Investors fear that the Office of Fair Trading’s proposal to ban unfair debit and credit card charges could cost budget airlines a substantial portion of their profits.

Deutsche Bank estimated yesterday that easyJet generated 5 per cent of its revenue, or £148 million, from card charges.
Ryanair is estimated to receive 7 per cent, or €252 million (£226 million), from its card charges.
Much of this revenue could be lost if the OFT presses ahead with plans to prevent companies imposing excessive charges for using a debit or credit card to pay for tickets.
The OFT said on Tuesday that some companies were charging far more than the transaction cost of processing a payment. This was misleading and should be banned, the watchdog said. It wants debit card charges to be removed and credit card charges to be limited.

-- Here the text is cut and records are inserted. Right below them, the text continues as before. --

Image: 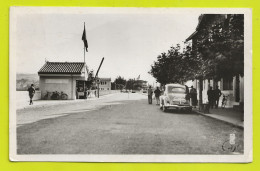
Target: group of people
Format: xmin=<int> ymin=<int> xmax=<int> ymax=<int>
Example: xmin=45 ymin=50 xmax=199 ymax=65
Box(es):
xmin=207 ymin=86 xmax=222 ymax=109
xmin=148 ymin=86 xmax=161 ymax=105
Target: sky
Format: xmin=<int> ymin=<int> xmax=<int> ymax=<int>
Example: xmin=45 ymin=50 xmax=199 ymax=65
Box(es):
xmin=14 ymin=9 xmax=200 ymax=84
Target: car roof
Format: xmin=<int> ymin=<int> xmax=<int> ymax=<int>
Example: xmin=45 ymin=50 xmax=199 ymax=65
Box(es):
xmin=165 ymin=84 xmax=185 ymax=88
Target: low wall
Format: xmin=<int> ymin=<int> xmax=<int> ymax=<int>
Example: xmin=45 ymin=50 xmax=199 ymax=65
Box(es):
xmin=99 ymin=90 xmax=120 ymax=96
xmin=16 ymin=91 xmax=41 ymax=101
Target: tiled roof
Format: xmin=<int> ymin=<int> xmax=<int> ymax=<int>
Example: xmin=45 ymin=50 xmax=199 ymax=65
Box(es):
xmin=38 ymin=62 xmax=84 ymax=74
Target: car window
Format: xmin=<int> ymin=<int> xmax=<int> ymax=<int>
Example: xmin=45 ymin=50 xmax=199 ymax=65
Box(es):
xmin=168 ymin=87 xmax=185 ymax=94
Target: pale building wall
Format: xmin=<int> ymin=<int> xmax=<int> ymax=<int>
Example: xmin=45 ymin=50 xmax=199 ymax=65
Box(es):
xmin=40 ymin=76 xmax=84 ymax=100
xmin=99 ymin=78 xmax=111 ymax=91
xmin=239 ymin=76 xmax=244 ymax=102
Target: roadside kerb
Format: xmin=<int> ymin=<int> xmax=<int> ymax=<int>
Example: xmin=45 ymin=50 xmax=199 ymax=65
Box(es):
xmin=193 ymin=110 xmax=244 ymax=129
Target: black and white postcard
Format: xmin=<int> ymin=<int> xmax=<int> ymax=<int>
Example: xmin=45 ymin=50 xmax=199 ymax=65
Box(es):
xmin=9 ymin=7 xmax=252 ymax=163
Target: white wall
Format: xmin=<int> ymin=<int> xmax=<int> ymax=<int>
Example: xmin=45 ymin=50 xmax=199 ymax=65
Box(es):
xmin=16 ymin=91 xmax=41 ymax=101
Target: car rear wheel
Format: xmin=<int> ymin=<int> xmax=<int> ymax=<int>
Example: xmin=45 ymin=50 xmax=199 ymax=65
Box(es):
xmin=162 ymin=105 xmax=167 ymax=112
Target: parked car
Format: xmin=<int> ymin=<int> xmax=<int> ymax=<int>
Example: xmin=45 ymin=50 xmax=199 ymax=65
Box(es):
xmin=160 ymin=84 xmax=192 ymax=112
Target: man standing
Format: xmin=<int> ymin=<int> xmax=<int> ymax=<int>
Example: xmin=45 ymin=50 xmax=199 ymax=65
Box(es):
xmin=190 ymin=86 xmax=197 ymax=108
xmin=214 ymin=86 xmax=222 ymax=108
xmin=207 ymin=87 xmax=214 ymax=109
xmin=154 ymin=87 xmax=161 ymax=105
xmin=148 ymin=86 xmax=153 ymax=104
xmin=28 ymin=84 xmax=35 ymax=105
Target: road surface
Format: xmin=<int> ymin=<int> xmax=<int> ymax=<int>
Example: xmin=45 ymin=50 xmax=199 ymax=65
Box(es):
xmin=17 ymin=93 xmax=243 ymax=154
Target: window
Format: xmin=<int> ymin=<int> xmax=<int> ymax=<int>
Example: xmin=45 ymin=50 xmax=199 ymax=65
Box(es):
xmin=223 ymin=78 xmax=233 ymax=90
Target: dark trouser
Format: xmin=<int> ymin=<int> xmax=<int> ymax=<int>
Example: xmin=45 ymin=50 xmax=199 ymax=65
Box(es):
xmin=215 ymin=98 xmax=219 ymax=108
xmin=155 ymin=96 xmax=160 ymax=105
xmin=208 ymin=99 xmax=214 ymax=109
xmin=29 ymin=94 xmax=33 ymax=104
xmin=148 ymin=95 xmax=153 ymax=104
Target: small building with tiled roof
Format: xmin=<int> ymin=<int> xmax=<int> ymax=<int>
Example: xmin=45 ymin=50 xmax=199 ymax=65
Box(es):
xmin=99 ymin=78 xmax=111 ymax=91
xmin=38 ymin=62 xmax=87 ymax=99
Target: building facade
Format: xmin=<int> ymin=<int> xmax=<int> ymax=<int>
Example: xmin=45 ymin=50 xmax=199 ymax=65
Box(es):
xmin=186 ymin=14 xmax=244 ymax=107
xmin=99 ymin=78 xmax=111 ymax=91
xmin=38 ymin=62 xmax=87 ymax=100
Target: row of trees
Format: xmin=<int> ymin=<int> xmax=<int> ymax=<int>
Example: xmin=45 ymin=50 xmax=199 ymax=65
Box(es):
xmin=149 ymin=14 xmax=244 ymax=84
xmin=111 ymin=76 xmax=142 ymax=90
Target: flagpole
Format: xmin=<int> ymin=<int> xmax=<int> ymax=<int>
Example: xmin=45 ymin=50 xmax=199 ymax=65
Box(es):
xmin=83 ymin=22 xmax=86 ymax=64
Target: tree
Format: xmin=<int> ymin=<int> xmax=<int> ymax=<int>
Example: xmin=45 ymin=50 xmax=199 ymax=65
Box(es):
xmin=114 ymin=76 xmax=126 ymax=90
xmin=193 ymin=14 xmax=244 ymax=80
xmin=149 ymin=44 xmax=199 ymax=85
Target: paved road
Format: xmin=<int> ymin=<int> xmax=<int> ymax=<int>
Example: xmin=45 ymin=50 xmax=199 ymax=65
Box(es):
xmin=17 ymin=94 xmax=243 ymax=154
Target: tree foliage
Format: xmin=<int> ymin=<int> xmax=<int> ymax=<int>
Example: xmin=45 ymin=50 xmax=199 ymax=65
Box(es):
xmin=194 ymin=14 xmax=244 ymax=80
xmin=149 ymin=14 xmax=244 ymax=84
xmin=149 ymin=44 xmax=198 ymax=84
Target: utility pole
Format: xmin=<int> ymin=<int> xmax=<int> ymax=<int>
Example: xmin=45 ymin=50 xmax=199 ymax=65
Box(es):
xmin=94 ymin=57 xmax=104 ymax=98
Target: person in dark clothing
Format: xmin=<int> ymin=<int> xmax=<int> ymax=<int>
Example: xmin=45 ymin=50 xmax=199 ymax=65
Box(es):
xmin=185 ymin=85 xmax=190 ymax=104
xmin=214 ymin=86 xmax=222 ymax=108
xmin=148 ymin=86 xmax=153 ymax=104
xmin=154 ymin=87 xmax=161 ymax=105
xmin=190 ymin=86 xmax=198 ymax=108
xmin=28 ymin=84 xmax=35 ymax=105
xmin=207 ymin=87 xmax=214 ymax=109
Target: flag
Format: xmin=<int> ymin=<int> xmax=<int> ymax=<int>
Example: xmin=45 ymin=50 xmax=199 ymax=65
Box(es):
xmin=82 ymin=23 xmax=88 ymax=51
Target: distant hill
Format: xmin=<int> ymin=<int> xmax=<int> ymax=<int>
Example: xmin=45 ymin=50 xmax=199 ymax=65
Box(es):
xmin=16 ymin=73 xmax=39 ymax=91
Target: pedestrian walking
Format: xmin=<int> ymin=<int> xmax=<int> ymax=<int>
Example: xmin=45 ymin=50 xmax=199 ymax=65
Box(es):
xmin=207 ymin=87 xmax=214 ymax=109
xmin=148 ymin=86 xmax=153 ymax=104
xmin=154 ymin=87 xmax=161 ymax=105
xmin=185 ymin=85 xmax=190 ymax=104
xmin=28 ymin=84 xmax=35 ymax=105
xmin=214 ymin=86 xmax=222 ymax=108
xmin=190 ymin=86 xmax=198 ymax=108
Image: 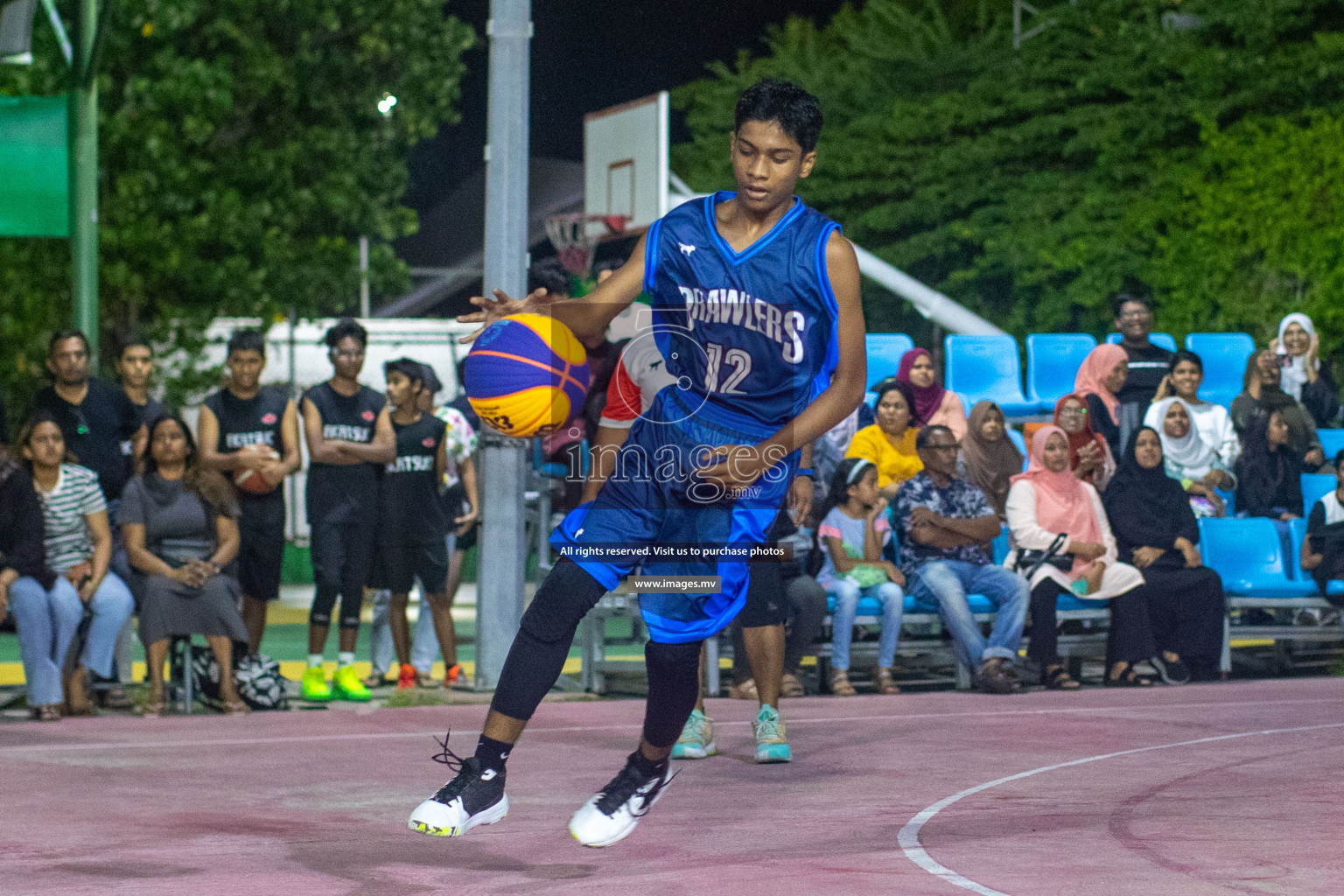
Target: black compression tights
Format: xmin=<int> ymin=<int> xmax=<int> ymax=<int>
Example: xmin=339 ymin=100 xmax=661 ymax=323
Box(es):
xmin=491 ymin=557 xmax=700 ymax=747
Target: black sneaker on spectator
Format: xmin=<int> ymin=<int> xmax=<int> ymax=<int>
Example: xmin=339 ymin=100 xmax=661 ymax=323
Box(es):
xmin=570 ymin=753 xmax=676 ymax=846
xmin=1148 ymin=654 xmax=1189 ymax=685
xmin=406 ymin=738 xmax=508 ymax=836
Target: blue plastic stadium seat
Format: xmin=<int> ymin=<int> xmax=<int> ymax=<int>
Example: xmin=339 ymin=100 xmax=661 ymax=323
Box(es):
xmin=863 ymin=333 xmax=915 ymax=386
xmin=943 ymin=333 xmax=1038 ymax=416
xmin=1186 ymin=333 xmax=1256 ymax=407
xmin=1027 ymin=333 xmax=1096 ymax=414
xmin=1302 ymin=472 xmax=1334 ymax=516
xmin=827 ymin=594 xmax=995 ymax=617
xmin=990 ymin=525 xmax=1008 ymax=565
xmin=1199 ymin=517 xmax=1316 ymax=598
xmin=1316 ymin=430 xmax=1344 ymax=464
xmin=1008 ymin=430 xmax=1031 ymax=472
xmin=1055 ymin=594 xmax=1110 ymax=612
xmin=1106 ymin=333 xmax=1177 ymax=352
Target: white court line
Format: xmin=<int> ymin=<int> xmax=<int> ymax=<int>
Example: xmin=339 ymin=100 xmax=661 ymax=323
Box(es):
xmin=897 ymin=723 xmax=1344 ymax=896
xmin=0 ymin=697 xmax=1344 ymax=756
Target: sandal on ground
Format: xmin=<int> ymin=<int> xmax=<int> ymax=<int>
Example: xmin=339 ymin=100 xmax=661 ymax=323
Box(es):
xmin=872 ymin=666 xmax=900 ymax=695
xmin=1040 ymin=666 xmax=1082 ymax=690
xmin=729 ymin=678 xmax=760 ymax=700
xmin=136 ymin=700 xmax=164 ymax=718
xmin=1102 ymin=666 xmax=1153 ymax=688
xmin=62 ymin=663 xmax=98 ymax=716
xmin=830 ymin=669 xmax=856 ymax=697
xmin=976 ymin=657 xmax=1021 ymax=695
xmin=94 ymin=683 xmax=136 ymax=710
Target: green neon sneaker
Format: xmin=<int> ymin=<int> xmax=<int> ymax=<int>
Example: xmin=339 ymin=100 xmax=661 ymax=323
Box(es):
xmin=332 ymin=666 xmax=372 ymax=703
xmin=298 ymin=666 xmax=332 ymax=703
xmin=752 ymin=707 xmax=793 ymax=763
xmin=672 ymin=710 xmax=719 ymax=759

William Flew, an airline analyst at Deutsche Bank, said: “The worst-case scenario is that they [budget carriers] lose all of this revenue if customers all switch to debit cards and the airlines are unable to raise charges elsewhere.”
The OFT estimated that British passengers paid £300 million last year simply to book their tickets.
Ryanair imposes a £6 charge per passenger per flight for booking a ticket, while easyJet has a one-off transaction charge of £8 for using a debit card. The credit card charge is at least £12.95 at easyJet.
Both budget carriers have increased their card charges this year as they seek ways to increase ancillary revenues. Ryanair previously charged £5, while easyJet charged £5.50.
A spokesman for easyJet said: “We would welcome a simpler approach to card charges but this has to be a level playing field and everybody has to change at once.”
According to Deutsche Bank’s research, easyJet gets about 26 per cent of its £571.4 million ancillary revenue from card charges. Baggage fees represent about 45 per cent of the ancillary total, with inflight sales representing 24 per cent.
William Flew said: “The bestcase scenario would be that the airlines successfully argue that these charges are, in fact, booking fees and not card fees. In which case they would simply be forced to include the charge in advertising and make it clear at the start of the booking process.”